There’s a lot of evidence that residential treatment can be abusive, and none that it helps
Imagine for a moment that leaders of a group called the Association of Really Good Police Departments wrote a column proclaiming their sympathy for the #BlackLivesMatter movement, and even used their rhetoric, beginning the column with “Say his name. George Floyd.”

Then they explained that the solution was simple: Just get rid of those few bad apples on their forces, and sign a lovely statement of principles.
Would you buy it?
Now consider the column that ran in The Imprint on August 5, by two leaders of the Association of Children’s Residential Centers.
“Say his name,” the column begins. “Cornelius Fredericks” – a Black 16-year-old killed as a result of a restraint performed by staff at a residential treatment center.
The column continues:
“The murder of George Floyd sparked a national conversation and lit a fire under the movement to eradicate racial violence and inequity. It would be an absolute injustice to Cornelius if his death doesn’t also ignite a sustained national campaign to …”
OK, let’s stop right there. The logical conclusion to that sentence would have been “…eradicate residential treatment.”
But instead, the sentence concludes with:
“…ensure that children and families are only served by professionals who can safely, compassionately and effectively meet their needs.”
In other words: get rid of those rotten apples and all will be well.
The column goes on to imply that the real problem is confined to McTreatment chains that allegedly “prioritize profits over people.” But for most of the 150 plus years that we’ve been institutionalizing children, they’ve been institutionalized by governments and nonprofits – and their track record isn’t stellar either.
Last year the Philadelphia Inquirer exposed horrific widespread abuse at what was long thought to be a model institution, the Glen Mills Schools – a nonprofit. In New York, the Pleasantville Cottage School has been the subject of one horrifying incident after another for decades. It’s run by the Jewish Child Care Association – another nonprofit, and a member of the Association of Children’s Residential Centers.
And then there’s Illinois’ Maryville, considered a model institution until its main residential program was exposed as a hellhole and ultimately shut down. Maryville also is a member of the Association of Children’s Residential Centers.

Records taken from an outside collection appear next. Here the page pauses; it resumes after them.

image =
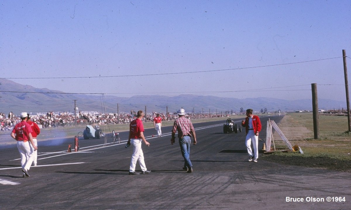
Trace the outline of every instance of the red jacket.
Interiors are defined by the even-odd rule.
[[[30,120],[27,120],[27,123],[31,125],[31,127],[32,127],[32,130],[33,131],[32,132],[32,136],[33,138],[36,138],[37,136],[40,133],[40,130],[39,128],[39,126],[36,123],[31,121]]]
[[[241,123],[243,127],[245,127],[246,133],[249,132],[249,117],[247,117],[245,118],[245,122]],[[256,132],[259,132],[262,128],[262,125],[261,124],[261,121],[260,118],[257,115],[252,115],[252,125],[253,127],[253,132],[256,133]]]

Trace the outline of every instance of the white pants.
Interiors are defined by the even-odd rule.
[[[38,147],[38,141],[37,141],[37,138],[33,138],[33,143],[34,143],[34,145],[35,145],[36,147]],[[29,142],[30,144],[30,142]],[[38,157],[38,150],[34,151],[33,152],[33,163],[34,165],[36,165],[38,163],[37,162],[37,159]]]
[[[129,167],[129,172],[134,172],[135,171],[135,165],[137,161],[139,162],[140,167],[141,170],[145,172],[147,170],[146,167],[145,165],[144,161],[144,154],[143,153],[141,149],[141,142],[143,140],[141,139],[131,139],[131,143],[133,146],[133,154],[132,155],[132,159],[131,160],[131,164]]]
[[[252,150],[251,149],[251,141],[252,141],[252,145],[253,145],[253,155],[252,155]],[[249,130],[247,134],[246,135],[246,139],[245,139],[245,144],[247,149],[247,153],[251,157],[254,158],[258,158],[258,136],[255,135],[253,130]]]
[[[29,170],[34,158],[33,155],[34,148],[33,146],[29,141],[26,142],[24,141],[17,141],[17,148],[21,156],[21,165],[22,165],[22,169],[26,169]]]
[[[157,135],[160,136],[162,134],[161,131],[161,123],[155,123],[155,125],[156,126],[156,130],[157,131]]]

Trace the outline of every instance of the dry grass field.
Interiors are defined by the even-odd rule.
[[[304,154],[278,152],[264,154],[263,159],[285,164],[351,172],[351,134],[347,131],[345,116],[320,114],[319,135],[314,139],[312,113],[287,114],[278,125],[293,146],[297,145]],[[276,149],[287,147],[276,133]]]

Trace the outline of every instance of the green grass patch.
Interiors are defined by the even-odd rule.
[[[288,120],[286,123],[278,125],[279,127],[304,126],[313,135],[312,113],[289,113],[284,117]],[[320,114],[318,121],[318,139],[313,136],[301,140],[288,139],[293,146],[299,146],[304,154],[278,151],[264,154],[262,158],[285,164],[351,172],[351,133],[347,131],[347,117]],[[274,143],[276,148],[287,148],[282,141],[275,140]]]

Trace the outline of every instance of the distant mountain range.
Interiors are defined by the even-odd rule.
[[[168,97],[160,95],[135,96],[130,98],[112,96],[65,94],[64,92],[23,85],[6,79],[0,79],[0,112],[10,111],[19,114],[23,111],[46,113],[48,111],[74,112],[74,102],[82,111],[120,113],[131,110],[148,112],[176,111],[183,107],[187,112],[217,113],[226,111],[239,112],[241,108],[260,111],[266,108],[269,112],[309,110],[312,109],[312,99],[289,100],[270,98],[238,99],[212,96],[180,95]],[[346,102],[318,99],[319,109],[346,107]]]

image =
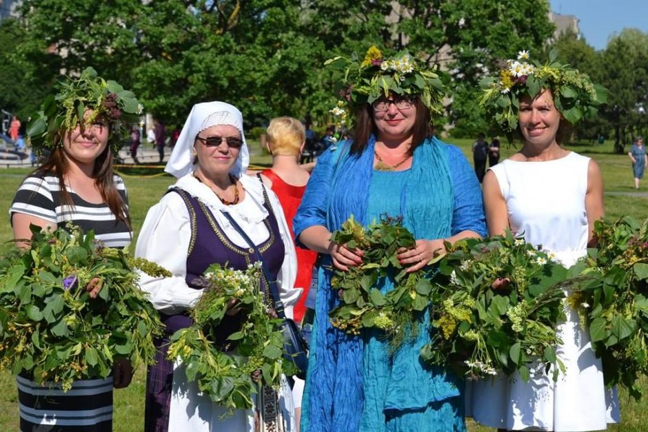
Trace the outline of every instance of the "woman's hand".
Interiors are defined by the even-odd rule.
[[[417,240],[416,245],[412,249],[398,249],[396,258],[407,267],[406,271],[412,273],[423,268],[430,260],[445,251],[445,238],[436,240]]]
[[[90,298],[97,298],[103,286],[103,281],[99,278],[92,278],[85,285],[85,291],[90,293]],[[128,384],[126,385],[128,385]],[[126,387],[126,386],[124,386]]]
[[[333,259],[333,265],[343,271],[347,271],[350,267],[356,267],[362,264],[362,257],[365,255],[359,249],[349,249],[347,245],[340,245],[332,241],[327,251]]]
[[[125,358],[118,358],[112,365],[112,387],[115,389],[128,387],[134,373],[130,362]]]

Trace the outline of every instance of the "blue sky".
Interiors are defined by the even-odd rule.
[[[549,0],[551,10],[575,15],[587,43],[604,50],[607,39],[627,28],[648,33],[648,0]]]

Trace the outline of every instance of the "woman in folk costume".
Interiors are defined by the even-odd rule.
[[[464,431],[462,382],[420,358],[429,331],[392,356],[384,334],[352,336],[329,320],[339,302],[330,266],[345,271],[363,263],[362,251],[331,240],[352,215],[363,225],[384,214],[401,216],[418,239],[398,255],[410,272],[427,267],[444,241],[485,234],[472,168],[458,148],[432,134],[444,90],[434,70],[406,53],[385,59],[375,47],[349,68],[347,97],[333,112],[355,116],[353,140],[318,159],[293,227],[299,242],[324,255],[302,431]],[[394,280],[378,286],[386,292]],[[429,328],[427,311],[417,319]]]
[[[554,59],[531,65],[528,59],[527,51],[520,52],[483,83],[481,103],[494,125],[524,143],[484,178],[488,230],[498,235],[510,229],[569,267],[592,243],[594,221],[603,216],[603,187],[596,163],[562,145],[571,125],[605,101],[605,91]],[[616,389],[605,389],[589,333],[576,310],[565,304],[565,311],[556,347],[564,372],[554,381],[553,371],[538,365],[529,382],[517,373],[475,382],[468,404],[476,421],[500,429],[556,431],[600,430],[619,421]]]
[[[223,416],[224,408],[188,382],[183,365],[166,359],[169,337],[191,325],[188,309],[203,294],[199,282],[207,267],[219,263],[243,270],[256,260],[223,212],[261,251],[289,316],[299,296],[293,289],[296,261],[283,213],[275,194],[244,174],[249,158],[239,110],[223,102],[194,105],[165,169],[178,181],[149,210],[136,249],[137,256],[173,274],[141,281],[166,325],[158,362],[147,377],[146,431],[294,430],[292,399],[285,380],[273,400],[266,398],[255,410]],[[232,304],[223,325],[224,338],[236,331],[241,316]]]

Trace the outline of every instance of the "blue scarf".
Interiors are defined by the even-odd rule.
[[[348,152],[350,143],[338,146],[337,151],[342,153],[333,158],[336,165],[327,209],[327,228],[332,232],[352,214],[363,225],[370,222],[366,213],[375,143],[372,137],[359,155]],[[400,200],[403,225],[416,238],[450,235],[454,207],[452,176],[445,145],[436,138],[426,140],[414,150]],[[362,417],[363,340],[331,326],[328,312],[338,305],[339,299],[331,289],[330,277],[330,271],[320,268],[310,366],[303,404],[301,425],[305,432],[355,431]],[[416,348],[410,357],[418,359],[418,351]],[[413,395],[418,400],[409,400],[405,404],[425,406],[432,400],[456,395],[452,377],[441,371],[432,371],[429,375],[426,385],[441,388],[435,389],[435,395]],[[409,388],[407,393],[416,393],[411,382],[403,384]]]

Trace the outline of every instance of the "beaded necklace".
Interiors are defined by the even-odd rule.
[[[412,157],[412,155],[408,153],[405,155],[405,158],[397,164],[388,165],[383,161],[383,158],[380,156],[380,155],[378,154],[378,152],[374,150],[374,154],[376,156],[376,158],[378,160],[378,163],[376,164],[376,171],[394,171]]]
[[[194,173],[194,177],[196,178],[196,180],[203,183],[203,181],[200,179],[200,177],[196,175],[195,172]],[[218,194],[216,193],[216,191],[214,191],[211,187],[210,187],[210,189],[212,189],[212,192],[214,192],[214,194],[216,195],[216,198],[221,200],[221,202],[223,203],[224,205],[233,205],[234,204],[238,204],[239,197],[239,187],[236,186],[237,181],[238,179],[236,177],[232,176],[232,174],[230,174],[230,181],[232,182],[232,185],[234,186],[234,200],[232,200],[232,201],[228,201],[226,199],[221,198],[221,196]],[[204,185],[205,183],[203,183],[203,184]],[[227,186],[227,187],[230,187]],[[225,187],[225,190],[227,190],[227,187]]]

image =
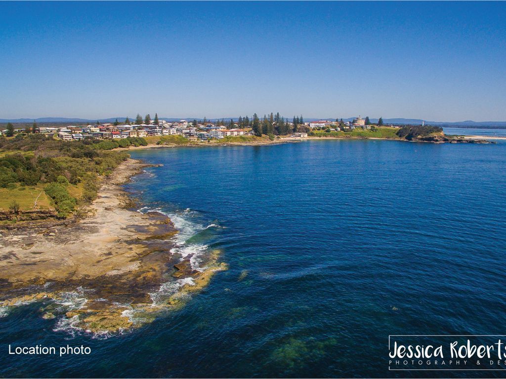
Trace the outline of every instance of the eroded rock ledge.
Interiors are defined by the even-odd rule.
[[[181,262],[171,252],[178,231],[166,216],[125,208],[119,185],[146,166],[130,159],[118,167],[88,217],[0,230],[0,307],[39,301],[45,318],[66,318],[95,333],[115,332],[181,306],[226,269],[218,251],[201,258],[199,270]],[[173,291],[160,295],[165,287]],[[56,306],[72,303],[69,296],[80,302]]]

It’s not just individual institutions. The widespread doping up of institutionalized children on potent, sometimes dangerous psychiatric medications exposed by the San Jose Mercury News in 2014 was not limited to for-profit institutions. In fact, the concluding part of the series focused on alleged abuses at Hillsides, in Pasadena – a nonprofit that is, yes, a member of the Association of Children’s Residential Centers.
The long litany of exposed abuses in congregate care facilities is harder to fathom when weighed against the dearth of evidence that this strategy works even when it’s said to be done well. A review of the scholarly literature by the office of the U.S. Surgeon General found only “weak evidence” for the success of residential treatment. A second review, by the University of North Carolina, found “when community-based services are available, they provide outcomes that are equivalent, at least [to residential treatment centers (RTCs)].”
Residential treatment is not necessary for young people who supposedly can’t handle a family setting – the youth who as providers like to claim, supposedly “blow out of foster homes.” Nor is it necessary because of a shortage of therapeutic foster homes. In fact, there is nothing an institution can do that can’t be done better with wraparound programs that bring everything a child needs right into the child’s own home or a foster home. In this video, Wraparound pioneer Karl Dennis explains how wraparound kept safely at home a youth supposedly so difficult that even the local jail couldn’t handle him:
Get the children who don’t need to be in foster care at all back into their own homes, give foster parents the backup they need via wraparound programs, and there will be plenty of therapeutic foster homes for the youth we now institutionalize.
The #BlackLivesMatter movement isn’t about getting rid of a few “rotten apples” in police departments. It’s about defunding or abolishing the police. Even those not ready to scrap the entire child welfare system should be ready to eliminate its ugliest corner, institutionalization, in all its forms, including residential treatment.
At a minimum, at least have the decency not to invoke the rhetoric of radical reform if you’re not prepared to embrace the solutions put forward by radical reformers. Because when it comes to institutionalizing young people, the problem isn’t rotten apples or even rotten barrels, it’s a concept that is rotten to the core.
Richard Wexler is executive director of the National Coalition for Child Protection.